Labour rebels who quit over Gaza ceasefire could rejoin Starmer’s top team after election
Labour rebels who quit or were sacked over a rebellion on the question of a ceasefire in Gaza could rejoin Sir Keir Starmer’s top team after the election, the shadow defence secretary has suggested.
It comes as the party seeks to play down talk of divisions after Sir Keir lost 10 members of his front bench in a major revolt over the Israel-Hamas war. A total of 56 Labour MPs voted for an SNP amendment to the King’s Speech backing a ceasefire.
Sir Keir has warned that a full-scale ceasefire would “embolden” Hamas, and has instead called for the introduction of humanitarian “pauses” in the fighting.
In an interview with ITV News during a trip to Scotland, he said: “When you’ve got hostages being held at gunpoint, when you’ve got children dying in Gaza, my focus is on them, not on the various different voices in the Labour Party, because that is where the real concern is.”
Jess Phillips, the shadow minister for domestic violence and safeguarding, was among 10 frontbenchers who defied the leader’s order not to vote for the amendment, resigning from Sir Keir’s top team.
But shadow defence secretary John Healey said he “regrets” losing his frontbench colleagues, emphasising that they would all work to put Sir Keir in Downing Street.
Asked whether rebelling would rule them out of a ministerial post in a Labour government, Mr Healey said: “That’s for well down the track.”
Mr Healey insisted there was a “deeper unity” in the Labour Party than the rebellion appeared to indicate.
He said he understood why backbenchers wanted to “respond to their constituents and call for an immediate ceasefire”. But he insisted that the “vast majority” back what he described as the most practical step, of calling for humanitarian pauses to allow aid into Gaza and get the hostages out.
Mr Healey argued that the frontbenchers who broke ranks to call for a ceasefire still want to see Sir Keir become prime minister. “I know they all wrestled with this difficult decision, and I know they all have said that they 100 per cent want Keir Starmer in Downing Street and will work together to secure a Labour government,” he told Times Radio.
“This is a difficult issue that we faced last night, but Keir Starmer was right, when it comes to a parliamentary vote, to be firm – to require collective responsibility and discipline.”

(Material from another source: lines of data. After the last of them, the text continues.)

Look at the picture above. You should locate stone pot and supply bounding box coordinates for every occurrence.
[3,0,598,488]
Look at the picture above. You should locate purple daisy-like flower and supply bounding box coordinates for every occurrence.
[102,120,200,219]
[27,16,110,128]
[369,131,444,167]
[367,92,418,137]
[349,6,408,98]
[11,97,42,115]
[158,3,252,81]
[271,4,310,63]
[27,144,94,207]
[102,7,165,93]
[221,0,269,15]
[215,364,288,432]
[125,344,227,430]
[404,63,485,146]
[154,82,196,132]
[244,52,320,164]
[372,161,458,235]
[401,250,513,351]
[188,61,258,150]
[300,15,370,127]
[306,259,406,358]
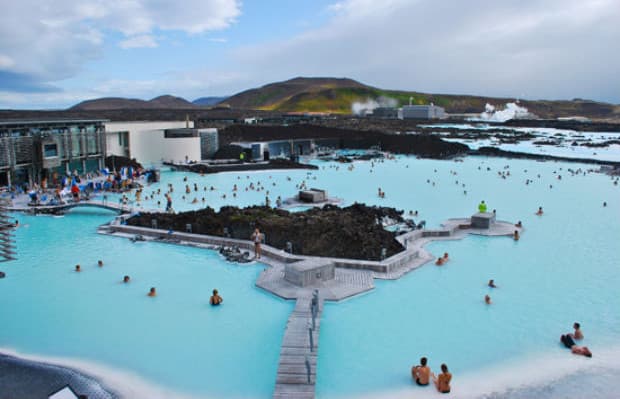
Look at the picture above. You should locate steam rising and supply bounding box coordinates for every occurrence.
[474,103,533,122]
[351,97,398,115]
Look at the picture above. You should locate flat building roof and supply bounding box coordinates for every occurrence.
[0,118,110,126]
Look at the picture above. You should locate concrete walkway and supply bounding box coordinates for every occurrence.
[99,216,522,399]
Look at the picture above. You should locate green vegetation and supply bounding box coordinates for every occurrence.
[219,78,620,119]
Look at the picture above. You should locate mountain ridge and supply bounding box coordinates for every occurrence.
[69,77,620,120]
[68,94,198,111]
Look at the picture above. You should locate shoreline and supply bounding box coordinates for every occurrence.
[0,345,620,399]
[326,344,620,399]
[0,347,209,399]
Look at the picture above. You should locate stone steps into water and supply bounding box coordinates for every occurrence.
[273,296,323,399]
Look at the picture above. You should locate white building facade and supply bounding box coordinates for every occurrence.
[105,121,211,166]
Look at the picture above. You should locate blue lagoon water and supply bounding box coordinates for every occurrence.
[0,157,620,398]
[0,210,293,398]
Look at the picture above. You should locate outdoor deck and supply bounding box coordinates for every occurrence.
[273,294,323,399]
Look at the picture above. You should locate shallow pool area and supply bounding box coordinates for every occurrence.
[0,210,293,398]
[0,152,620,398]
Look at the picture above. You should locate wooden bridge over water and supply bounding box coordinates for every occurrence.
[6,200,158,215]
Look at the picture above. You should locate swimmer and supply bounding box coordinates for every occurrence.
[560,334,592,357]
[250,227,263,259]
[570,322,583,340]
[411,357,431,386]
[209,290,224,306]
[431,363,452,393]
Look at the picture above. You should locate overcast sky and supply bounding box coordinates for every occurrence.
[0,0,620,108]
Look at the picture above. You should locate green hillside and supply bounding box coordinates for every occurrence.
[222,78,620,119]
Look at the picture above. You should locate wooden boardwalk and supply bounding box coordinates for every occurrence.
[273,296,323,399]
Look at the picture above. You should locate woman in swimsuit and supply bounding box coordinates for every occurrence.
[433,363,452,393]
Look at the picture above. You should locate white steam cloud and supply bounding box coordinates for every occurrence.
[472,103,533,122]
[351,97,398,115]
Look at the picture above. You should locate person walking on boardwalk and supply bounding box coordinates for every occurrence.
[251,227,263,259]
[411,357,431,386]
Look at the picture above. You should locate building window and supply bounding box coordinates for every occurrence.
[43,143,58,158]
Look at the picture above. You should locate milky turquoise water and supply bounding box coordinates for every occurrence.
[0,157,620,398]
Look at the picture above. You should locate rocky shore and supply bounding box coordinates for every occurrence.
[127,204,404,260]
[220,124,469,159]
[469,147,620,168]
[164,159,318,173]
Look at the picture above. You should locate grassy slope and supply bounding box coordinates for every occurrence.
[225,78,620,119]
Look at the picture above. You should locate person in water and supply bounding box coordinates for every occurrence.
[432,363,452,393]
[560,334,592,357]
[411,357,431,386]
[209,290,224,306]
[570,322,583,340]
[251,227,263,259]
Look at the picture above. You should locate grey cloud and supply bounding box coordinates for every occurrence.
[0,71,62,93]
[235,0,620,102]
[0,0,241,87]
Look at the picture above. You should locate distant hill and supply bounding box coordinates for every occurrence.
[192,97,228,106]
[220,77,620,119]
[69,95,197,111]
[224,77,368,111]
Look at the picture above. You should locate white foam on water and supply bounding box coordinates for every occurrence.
[340,346,620,399]
[0,348,209,399]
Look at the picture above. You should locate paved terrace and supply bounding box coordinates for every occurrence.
[99,216,522,399]
[6,198,161,214]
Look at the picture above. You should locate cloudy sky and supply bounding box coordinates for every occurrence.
[0,0,620,108]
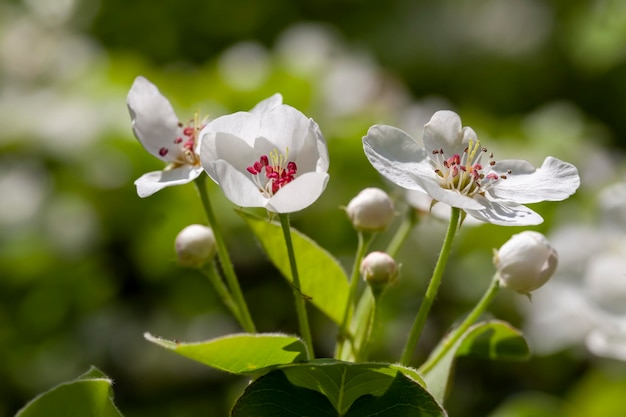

Other former shadow ministers now on the back benches include Yasmin Qureshi, Afzal Khan, Paula Barker, Rachel Hopkins, Sarah Owen, Naz Shah and Andy Slaughter.
Parliamentary private secretaries Dan Carden and Mary Foy, who had been working with deputy Labour leader Angela Rayner, joined them in stepping down.
MPs voted 293 to 125, with a majority of 168, to reject the SNP’s amendment calling for “all parties to agree to an immediate ceasefire” in Gaza.